Coronary heart disease, also known as coronary atherosclerotic heart disease, is one of the most common coronary artery diseases, which is classified as a special type of cardiomyopathy. Echocardiography can assist in its diagnosis by visually observing myocardial movement and changes in cardiac morphology. AI technology can effectively improve subjectivity of conventional echocardiographic examination of coronary heart disease, increase detection systematicity, and help to better distinguish between normal and infarcted myocardial images [53]. For the ultrasound diagnosis of coronary heart disease combined with AI technology, experts have utilized the method of discrete wavelet transform and texture feature analysis [42], showing that the AI method using classifiers to automatically sort echocardiographic images can provide the characteristic parameters required for clinical diagnosis, as well as reduce the occurrence of complications. In terms of 3D ultrasound heart imaging, studies [43] have constructed myocardial infarction models in pigs and sheep and applied the EchoPAC PC (GE, Andover, MA, USA) program to analyze results. This method is a semi-automatic assessment of left ventricular quality and local strain values. In addition to traditional ultrasound examinations, myocardial perfusion can diagnose coronary artery disease by quantifying the infarct area via examination of myocardial contrast ultrasound. The AI method can also perform an automatic calculation of myocardial perfusion parameters and reduce human error [15]. Echocardiography can be integrated with machine learning to obtain a huge set of clinical data on echocardiographic changes. Machine learning can integrate these data into categories to assist physicians in accurately and rapidly diagnosing myocardial ischemia changes. In the prognosis of coronary heart disease, a previous research had develop a method based on texture parameters of native echocardiogram or contrast-enhanced acquisition to evaluate left ventricular function recovery 1 year after myocardial infarction. The highest rates of accurate prediction reached to 79% [44].
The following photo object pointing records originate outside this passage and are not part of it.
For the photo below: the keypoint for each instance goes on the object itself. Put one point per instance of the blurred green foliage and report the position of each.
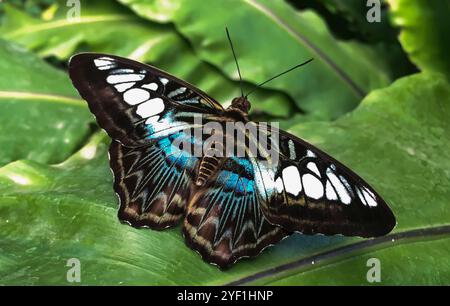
(376, 97)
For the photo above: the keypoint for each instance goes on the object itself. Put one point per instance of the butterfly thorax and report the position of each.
(239, 108)
(212, 158)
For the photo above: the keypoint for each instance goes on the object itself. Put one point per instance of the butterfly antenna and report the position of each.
(235, 59)
(278, 75)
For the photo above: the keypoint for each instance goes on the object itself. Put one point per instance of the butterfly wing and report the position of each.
(137, 103)
(224, 220)
(306, 190)
(152, 182)
(147, 113)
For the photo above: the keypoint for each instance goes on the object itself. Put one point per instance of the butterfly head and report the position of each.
(241, 103)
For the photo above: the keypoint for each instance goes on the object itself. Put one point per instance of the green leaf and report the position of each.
(270, 36)
(111, 28)
(424, 32)
(41, 116)
(394, 140)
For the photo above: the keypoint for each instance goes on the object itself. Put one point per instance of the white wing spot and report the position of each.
(310, 153)
(152, 120)
(313, 186)
(151, 86)
(124, 86)
(360, 195)
(150, 108)
(136, 95)
(279, 185)
(176, 92)
(340, 188)
(331, 194)
(292, 154)
(122, 71)
(369, 199)
(122, 78)
(292, 182)
(313, 167)
(104, 63)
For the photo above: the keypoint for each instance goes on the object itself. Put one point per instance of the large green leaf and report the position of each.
(271, 36)
(41, 116)
(424, 32)
(394, 140)
(109, 27)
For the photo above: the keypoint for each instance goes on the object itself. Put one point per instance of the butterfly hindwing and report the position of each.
(309, 191)
(224, 220)
(152, 182)
(137, 103)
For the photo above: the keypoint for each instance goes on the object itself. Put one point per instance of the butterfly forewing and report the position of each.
(306, 190)
(136, 103)
(146, 111)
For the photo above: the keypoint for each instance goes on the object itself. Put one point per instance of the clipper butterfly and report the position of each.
(232, 206)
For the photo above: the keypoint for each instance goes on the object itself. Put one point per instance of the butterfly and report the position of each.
(230, 206)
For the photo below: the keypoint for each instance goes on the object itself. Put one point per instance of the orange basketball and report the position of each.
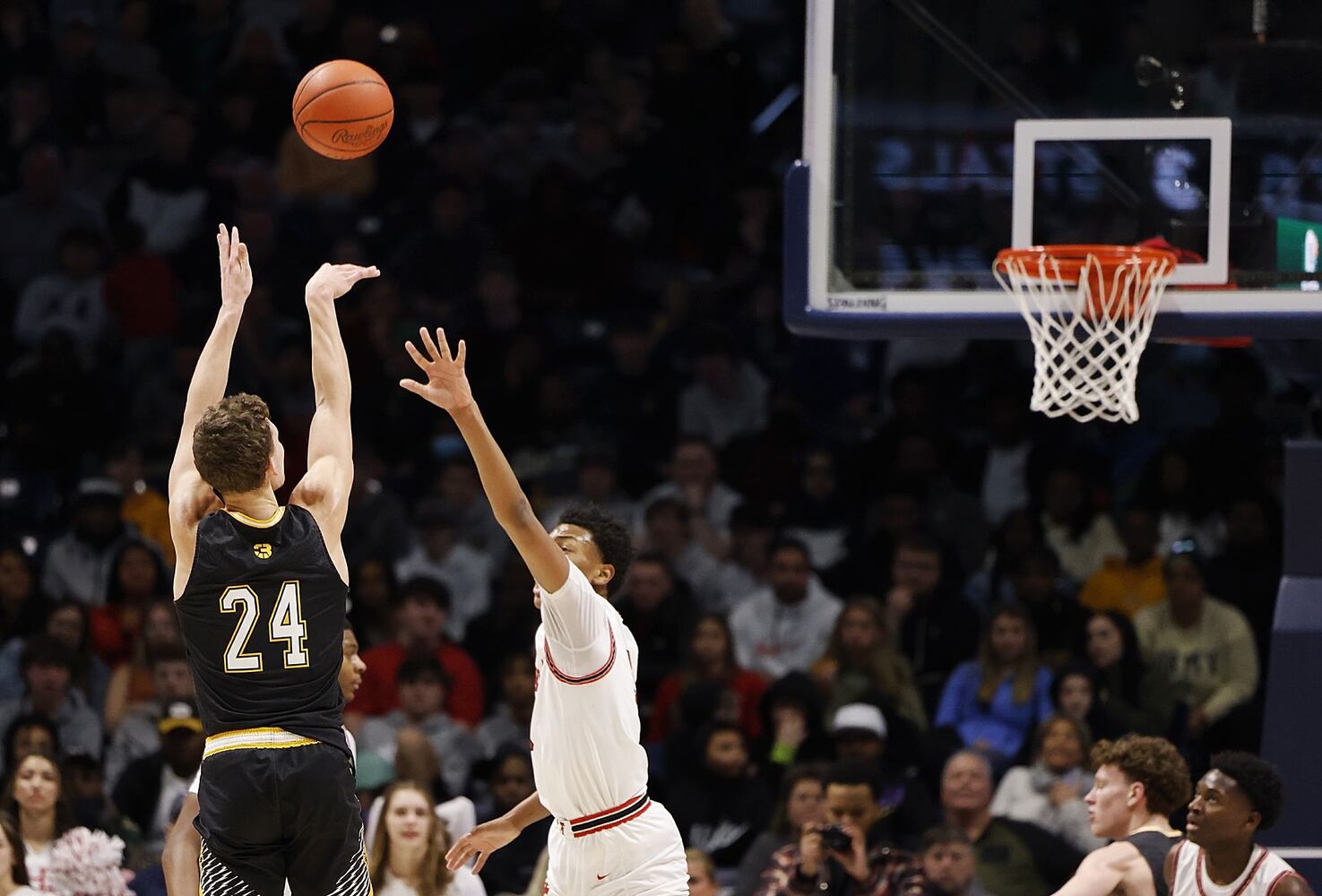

In addition to the auxiliary diagnosis of the above-mentioned conventional diseases, AI technology can be applied to classify and recognize intracardiac masses (like left atrium/ear thrombosis, cardiac tumors and vegetation) [45]. For example, due to the complex and diverse anatomical structures of the left atrial appendage and the limited range of motion of the TEE probe, the resulting ultrasound artifacts may lead to misdiagnosis. Diagnosis through images of the left atrial (auricular) thrombosis depend on the patient’s anticoagulant drug plan. Sun et al. [46] performed transesophageal echocardiography on 130 patients with atrial fibrillation with image reconstruction. Subsequently, the study extracted the texture features of the gray-level co-occurrence image matrix and performed the classification using artificial neural networks. The model classification AUC was 0.932, which is much higher than sonographer's diagnosis, where AUC was 0.834. The study demonstrated that the Artificial Neural Network model can significantly improve TEE diagnosis of the left atrium (ear) thrombosis in patients with atrial fibrillation, which is conducive to early diagnosis and treatment [54].